The chart holds your emissions constant and replays them across the phase-in years, which is the cleanest way to see what the schedule did to voyage economics. For the fuel-side twin regulation, the FuelEU GHG intensity calculator computes the intensity the energy mix attains, and the compliance balance calculator prices its penalty; the ocean freight cost calculator carries the resulting surcharges on the commercial side.
Further reading
- EU ETS for shipping
- EU MRV Regulation 2015/757
- EUA market mechanics for shipping
- FuelEU GHG intensity calculator
- FuelEU compliance balance calculator
Frequently asked questions
- How does the EU ETS apply to shipping?
- Since 1 January 2024, ships above 5,000 GT carrying cargo or passengers surrender EU Allowances for their verified emissions: 100 percent of emissions on voyages between EEA ports and at berth, 50 percent on voyages into or out of the EEA. The obligation phased in at 40 percent of scoped emissions for 2024 and 70 percent for 2025, and runs at 100 percent from 2026.
- What is the deadline for surrendering EUAs?

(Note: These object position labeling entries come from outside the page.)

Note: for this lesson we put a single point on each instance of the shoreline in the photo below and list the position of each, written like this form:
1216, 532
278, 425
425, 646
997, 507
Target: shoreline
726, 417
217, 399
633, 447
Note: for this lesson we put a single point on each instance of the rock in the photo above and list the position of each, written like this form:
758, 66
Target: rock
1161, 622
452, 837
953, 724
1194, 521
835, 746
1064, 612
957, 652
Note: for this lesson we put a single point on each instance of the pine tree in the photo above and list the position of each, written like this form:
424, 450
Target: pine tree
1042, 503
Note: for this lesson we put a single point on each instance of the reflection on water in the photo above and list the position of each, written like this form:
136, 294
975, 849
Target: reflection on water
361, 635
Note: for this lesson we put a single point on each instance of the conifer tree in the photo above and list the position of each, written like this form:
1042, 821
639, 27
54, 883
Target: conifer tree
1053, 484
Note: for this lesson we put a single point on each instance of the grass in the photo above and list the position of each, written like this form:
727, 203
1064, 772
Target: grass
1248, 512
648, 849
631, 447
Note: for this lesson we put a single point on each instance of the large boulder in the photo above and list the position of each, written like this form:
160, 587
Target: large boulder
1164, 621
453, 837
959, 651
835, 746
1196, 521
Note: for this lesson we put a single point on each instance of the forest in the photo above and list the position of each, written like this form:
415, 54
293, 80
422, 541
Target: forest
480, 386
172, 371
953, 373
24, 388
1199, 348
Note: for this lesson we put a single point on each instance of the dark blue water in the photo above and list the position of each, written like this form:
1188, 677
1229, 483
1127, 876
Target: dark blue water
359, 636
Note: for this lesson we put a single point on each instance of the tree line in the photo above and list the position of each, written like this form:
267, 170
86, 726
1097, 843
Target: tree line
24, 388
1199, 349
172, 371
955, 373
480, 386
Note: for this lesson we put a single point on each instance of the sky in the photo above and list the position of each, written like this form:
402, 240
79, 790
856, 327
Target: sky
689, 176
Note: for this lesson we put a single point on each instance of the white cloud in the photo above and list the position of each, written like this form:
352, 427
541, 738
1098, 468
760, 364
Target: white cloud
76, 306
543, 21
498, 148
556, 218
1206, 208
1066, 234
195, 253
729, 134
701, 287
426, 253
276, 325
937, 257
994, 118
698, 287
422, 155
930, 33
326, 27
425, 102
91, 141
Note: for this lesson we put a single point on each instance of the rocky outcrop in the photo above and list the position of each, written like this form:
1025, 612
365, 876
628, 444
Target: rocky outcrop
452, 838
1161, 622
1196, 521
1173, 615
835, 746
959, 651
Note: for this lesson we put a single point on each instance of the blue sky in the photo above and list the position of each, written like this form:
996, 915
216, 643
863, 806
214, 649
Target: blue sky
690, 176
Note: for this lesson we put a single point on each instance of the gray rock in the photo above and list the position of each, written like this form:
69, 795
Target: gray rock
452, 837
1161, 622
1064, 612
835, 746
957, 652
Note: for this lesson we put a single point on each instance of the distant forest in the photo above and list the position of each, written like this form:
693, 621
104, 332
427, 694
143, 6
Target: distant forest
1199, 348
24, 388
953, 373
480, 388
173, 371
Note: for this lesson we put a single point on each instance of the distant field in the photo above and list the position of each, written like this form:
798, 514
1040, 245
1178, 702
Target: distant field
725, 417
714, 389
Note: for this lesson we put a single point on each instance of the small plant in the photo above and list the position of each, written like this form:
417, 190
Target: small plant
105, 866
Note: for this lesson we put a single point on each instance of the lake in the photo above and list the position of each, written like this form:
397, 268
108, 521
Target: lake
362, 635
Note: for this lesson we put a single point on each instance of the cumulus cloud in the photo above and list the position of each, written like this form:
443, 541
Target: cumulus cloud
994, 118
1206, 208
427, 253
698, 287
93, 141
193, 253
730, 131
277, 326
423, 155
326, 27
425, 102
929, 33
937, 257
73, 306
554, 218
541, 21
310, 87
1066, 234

- By 30 September of the year following the compliance year, the shipping company surrenders allowances equal to its scoped, phased-in emissions through its administering authority. Missing it costs the excess-emissions penalty, EUR 100 per tonne indexed to inflation since 2013 (roughly EUR 120 in current terms), on top of the unchanged duty to surrender.
- Are methane and nitrous oxide covered?
- From the 2026 compliance year, yes: the scope widens from CO₂ to include CH₄ and N₂O, reported as CO₂-equivalent under the revised MRV. For 2024 and 2025 only CO₂ counted, which matters most for LNG-fuelled ships, whose methane slip enters the bill from 2026.
- Who pays for EUAs, owner or charterer?
- The regulation places the surrender obligation on the shipping company (the DOC holder), but the directive expects the costs to pass to the commercial operator under contractual arrangements. In time-charter practice that lands in clauses passing EUA costs to charterers; BIMCO's ETS clauses are the standard drafting.
In short
EUAs a ship must surrender under the maritime EU ETS: intra-EEA at 100%, in/out voyages at 50%, the 40/70/100 phase-in, and the cost at your EUA price.